ARIES MAR 21 — APR 19
Red Rover was my favorite game when I was a lad in Lappland. Except we called it “Rott Roentgen.” Oh, that beautiful moment, breaking through the pale, clasped hands of my friends, the revelation of human frailty matched with the promise of renewal and warmth. Dear Aries, dear Aries, I call you over… run, Aries, run! Maybe you will break through, maybe not. Oh, but just to try…
TAURUS APR 20 — MAY 20
Nature is beautiful. There’s nothing quite so breathtaking as cresting a hill and looking out on a perfect pastoral scene. But have you ever gotten really low down on the ground with all the dirt and life and death that surrounds us every second? It’s an ugly inviolate cycle of excression and decay. Sometimes, Taurus, it’s best to maintain a little distance — it allows your illusions to survive.
GEMINI MAY 21 — JUNE 20
A challenge for you, Gemini, for the fall season: Your mission is to find and wear one exciting article of clothing that your friends and family would be surprised by. You may feel silly, you may feel pretentious, but I think you’ve been traveling a little too long in the slow, comfortable lane. Men, think cravat, bolo or casual cumberbund. Ladies, try white gloves, cape or cigarette holder.
CANCER JUNE 21 — JULY 22
Grasslands or jungle? Corvair or Corvette? Ricardo Montalban or George Hamilton? While it is a superficial bit of parlor-room banter, I find a good game of This or That does wonders for the mood. You see, insofar was we face countless options each day, the mere act of choice can be paralyzing. Well, Cancer, when faced with Newman or Brando, you just have to choose.
LEO JULY 23 — AUG 22
Did you hear about the old hermit shut-in dude who obsessively covered the inside of his Westchester home with Venn Diagrams describing every single social dynamic he’d ever experienced? After Archie Spunt, 73, of Pleasantville, NY, died of natural causes, police found the aforementioned drawings alongside thousands of pounds of saltwater taffy. Get outside and get some air, Leo.
VIRGO AUG 23 — SEP 22
What does holiness mean to you, Virgo? Is it a certain kind of detached grace, an inner peace that can withstand the cacophonous assault of daily life? Or is it a refusal to bathe and/or pay for anything? (Seriously, would it kill you to dip into the collection plate to pay for even a portion of your coffee?) Now that God has left us, we’re really going to need to start praying.
LIBRA SEP 23 — OCT 22
One of my favorite items of furniture is a sturdily built chaise longue with a set of wheels attached to the back legs, allowing me to reposition myself to get the most sun at any given moment. This chair also served as temporary accommodation when my house fell three stories into a sinkhole. Life is filled with magical objects, Libra, we just have to take notice.
SCORPIO OCT 23 — NOV 21
What’s with these dudes walking around with no belts? I’m not talking about surfers or hillbillies, I mean regular joes in khakis, their shirts tucked in, their Topsiders buffed — except, without a belt!! I do not like it at all. It makes them look like cheap, molded action figures from South Asia or something. Scorpio, if you see something, say something. And wear a belt!

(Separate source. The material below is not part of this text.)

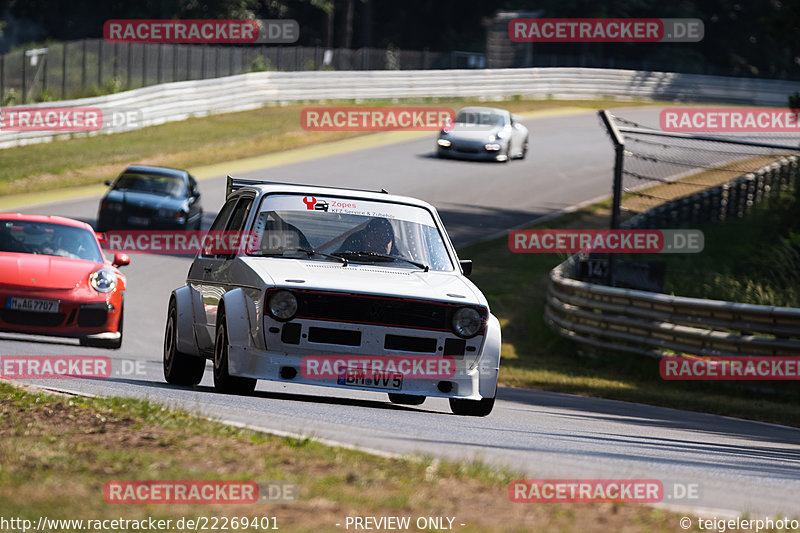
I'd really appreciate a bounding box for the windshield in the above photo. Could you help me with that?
[114,173,186,196]
[252,195,453,271]
[0,220,103,263]
[456,111,505,126]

SAGITTARIUS NOV 22 — DEC 21
An entire summer spent sleeping under a corrugated tin roof will do wonders for your dream life. There’s something deeply meditative about the resonance of raindrops on metal. I’m not particularly “spiritual,” Sagittarius, but I believe that meditative practice, regardless of its connection to the metaphysical, is good for the noodle. So cross your legs, close your eyes and hum.
CAPRICORN DEC 22 — JAN 19
Side saddle isn’t just for girls anymore! Thanks to a revolutionary design involving computers and stuff it’s now totally possible to ride bicycles in true Victorian comfort — with your legs held firmly together, like how God intended! Oh Capricorn, I know you like to ride as fast as you can and take dangerous risks, but have you ever considered that slowing down might be a good thing?
AQUARIUS JAN 20 — FEB 18
Teenagers are so absolutely brimming with pure self: they are narcissistic performers of self-directed angst every moment of the day. It’s kind of magnificent to watch, like standing just a little too close to the bonfire when you have had too many Tequila Sunrises and your poncho catches fire. It’s worth the risk, though, isn’t it, Aquarius? Just to look so cool, by the fire…
PISCES FEB 19 — MAR 20
I knew a Bavarian ballerina named Julia who walked with a cane and once stole 50K from the Yakuza. She was living with a crazy line-cook from Kansas at the time and was trying to get the money together to come to America… The last I saw of her she was waving goodbye at the edge of the dock. It’s amazing, Pisces, in how many ways our lives could’ve turned out differently.